Educators and district administrators can create their own specialty cohort by contacting the MTC Director. The Face-to-Face Leaning Community program meets one weekend per month during the academic year (not in June or July) for two years providing 10 face-to-face sessions per year. Each monthly group happens over a selected weekend from 8 to 4:30 on Saturday and 8 to 3:30 on Sunday. Your two Co- facilitators come to you at your site. In between your meetings your learning is facilitated through Desire2Learn our online learning management system. Additionally, once each year you will attend the MTC Annual November Conference where you will be exposed to best practices in education featuring speakers from across the nation.

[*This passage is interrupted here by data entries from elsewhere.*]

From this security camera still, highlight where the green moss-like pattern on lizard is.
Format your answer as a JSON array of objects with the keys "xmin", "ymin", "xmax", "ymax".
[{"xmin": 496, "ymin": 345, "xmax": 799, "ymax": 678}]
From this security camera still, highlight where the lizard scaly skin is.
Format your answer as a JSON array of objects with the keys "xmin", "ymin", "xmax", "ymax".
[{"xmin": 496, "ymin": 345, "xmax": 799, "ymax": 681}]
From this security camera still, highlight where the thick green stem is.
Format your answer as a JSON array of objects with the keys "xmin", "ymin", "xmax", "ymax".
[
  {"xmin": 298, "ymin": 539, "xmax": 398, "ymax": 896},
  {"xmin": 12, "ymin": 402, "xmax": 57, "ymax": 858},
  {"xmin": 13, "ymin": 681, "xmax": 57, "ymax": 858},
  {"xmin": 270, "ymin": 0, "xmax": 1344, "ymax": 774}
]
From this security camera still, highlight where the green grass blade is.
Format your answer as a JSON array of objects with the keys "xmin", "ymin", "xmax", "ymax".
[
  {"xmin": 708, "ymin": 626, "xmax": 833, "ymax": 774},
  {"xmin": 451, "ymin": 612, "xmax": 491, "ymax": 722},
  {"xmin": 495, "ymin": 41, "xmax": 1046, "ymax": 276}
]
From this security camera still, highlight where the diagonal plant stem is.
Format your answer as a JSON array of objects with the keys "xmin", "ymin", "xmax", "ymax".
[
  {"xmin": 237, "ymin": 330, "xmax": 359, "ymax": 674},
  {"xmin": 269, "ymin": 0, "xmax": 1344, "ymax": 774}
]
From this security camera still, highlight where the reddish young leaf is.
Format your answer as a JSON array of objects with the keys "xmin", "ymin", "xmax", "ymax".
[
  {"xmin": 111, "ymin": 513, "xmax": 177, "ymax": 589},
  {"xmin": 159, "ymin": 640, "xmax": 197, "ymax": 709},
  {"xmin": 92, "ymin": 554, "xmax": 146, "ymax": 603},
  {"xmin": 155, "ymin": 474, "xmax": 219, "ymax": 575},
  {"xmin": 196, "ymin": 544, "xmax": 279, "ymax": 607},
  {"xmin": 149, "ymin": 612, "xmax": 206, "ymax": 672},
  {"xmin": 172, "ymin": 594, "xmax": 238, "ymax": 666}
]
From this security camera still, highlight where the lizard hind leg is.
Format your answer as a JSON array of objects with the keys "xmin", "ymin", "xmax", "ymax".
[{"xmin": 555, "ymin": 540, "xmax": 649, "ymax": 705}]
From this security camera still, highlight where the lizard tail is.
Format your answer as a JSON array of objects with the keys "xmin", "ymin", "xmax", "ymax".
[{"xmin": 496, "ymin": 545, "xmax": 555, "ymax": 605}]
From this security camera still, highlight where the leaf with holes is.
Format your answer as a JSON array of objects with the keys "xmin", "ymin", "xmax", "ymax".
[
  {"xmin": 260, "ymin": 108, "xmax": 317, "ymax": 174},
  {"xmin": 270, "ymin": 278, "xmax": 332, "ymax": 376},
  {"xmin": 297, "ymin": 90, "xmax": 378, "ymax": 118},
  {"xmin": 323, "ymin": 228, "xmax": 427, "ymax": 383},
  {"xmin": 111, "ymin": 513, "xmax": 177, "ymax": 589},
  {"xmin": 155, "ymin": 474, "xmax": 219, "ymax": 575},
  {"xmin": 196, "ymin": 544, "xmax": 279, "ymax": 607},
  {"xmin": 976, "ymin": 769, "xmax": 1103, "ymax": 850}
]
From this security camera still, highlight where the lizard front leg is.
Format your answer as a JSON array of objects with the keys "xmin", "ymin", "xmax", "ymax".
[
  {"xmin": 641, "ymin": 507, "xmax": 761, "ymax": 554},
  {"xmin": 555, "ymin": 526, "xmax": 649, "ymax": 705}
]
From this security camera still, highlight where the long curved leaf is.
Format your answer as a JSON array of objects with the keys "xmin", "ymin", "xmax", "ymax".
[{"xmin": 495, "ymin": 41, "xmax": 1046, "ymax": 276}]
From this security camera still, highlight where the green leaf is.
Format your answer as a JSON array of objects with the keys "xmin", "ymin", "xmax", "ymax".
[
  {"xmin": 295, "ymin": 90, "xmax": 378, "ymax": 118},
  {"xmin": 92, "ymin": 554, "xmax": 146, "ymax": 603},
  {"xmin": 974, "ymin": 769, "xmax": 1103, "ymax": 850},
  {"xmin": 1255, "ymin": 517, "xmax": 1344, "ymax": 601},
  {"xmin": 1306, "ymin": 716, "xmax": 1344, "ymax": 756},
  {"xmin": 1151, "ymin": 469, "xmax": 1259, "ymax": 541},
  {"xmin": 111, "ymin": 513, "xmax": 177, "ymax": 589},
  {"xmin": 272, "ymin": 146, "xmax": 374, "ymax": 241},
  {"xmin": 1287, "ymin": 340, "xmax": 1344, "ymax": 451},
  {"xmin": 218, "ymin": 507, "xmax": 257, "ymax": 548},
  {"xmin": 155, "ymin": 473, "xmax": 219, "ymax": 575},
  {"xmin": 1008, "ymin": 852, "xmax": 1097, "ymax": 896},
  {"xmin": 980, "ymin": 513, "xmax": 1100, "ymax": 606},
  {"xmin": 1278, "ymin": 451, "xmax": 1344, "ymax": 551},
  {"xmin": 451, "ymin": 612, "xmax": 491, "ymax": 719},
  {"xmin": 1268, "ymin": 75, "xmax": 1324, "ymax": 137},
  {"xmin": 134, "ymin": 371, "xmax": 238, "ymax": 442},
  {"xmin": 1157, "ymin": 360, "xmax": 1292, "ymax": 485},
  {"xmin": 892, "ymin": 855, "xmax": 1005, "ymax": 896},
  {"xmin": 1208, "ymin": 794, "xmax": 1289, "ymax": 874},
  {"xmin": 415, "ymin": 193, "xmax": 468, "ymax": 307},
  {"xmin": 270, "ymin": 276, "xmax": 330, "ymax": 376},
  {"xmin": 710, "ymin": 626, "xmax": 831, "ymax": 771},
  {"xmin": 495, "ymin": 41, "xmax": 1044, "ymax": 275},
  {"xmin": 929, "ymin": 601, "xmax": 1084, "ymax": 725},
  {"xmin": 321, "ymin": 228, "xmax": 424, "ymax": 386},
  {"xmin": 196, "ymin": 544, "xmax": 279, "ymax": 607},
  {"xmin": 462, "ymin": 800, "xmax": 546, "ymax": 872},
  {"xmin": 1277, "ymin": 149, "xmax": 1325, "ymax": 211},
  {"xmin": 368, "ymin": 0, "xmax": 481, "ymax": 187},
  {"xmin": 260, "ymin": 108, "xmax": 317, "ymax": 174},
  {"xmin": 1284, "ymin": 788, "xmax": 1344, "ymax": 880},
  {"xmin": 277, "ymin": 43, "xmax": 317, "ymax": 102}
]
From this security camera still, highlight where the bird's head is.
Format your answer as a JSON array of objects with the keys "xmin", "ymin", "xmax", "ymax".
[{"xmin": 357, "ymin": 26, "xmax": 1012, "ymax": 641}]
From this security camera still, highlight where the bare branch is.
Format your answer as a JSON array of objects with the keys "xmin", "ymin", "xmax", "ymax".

Format 2 -Off Campus Blended Program
The Blended learning Community meets twice a semester once at the beginning and once at the end of the semester for two years for a total of 8 face to face meetings with your community. In addition, once each year you will attend the MTC Annual November Conference where you will be exposed to the best practices in education featuring speakers from across the nation. In between your meetings your learning is facilitated through Desire2Learn, our online learning management system.
Format 3 - Online Program
In the Online Learning Community program there are two one week summer institute sessions hosted on the UW-L campus where you will be taking 6 credits each summer. This program is an 18-month program. All other work with your community will be facilitated using Desire2Learn, our online learning management system.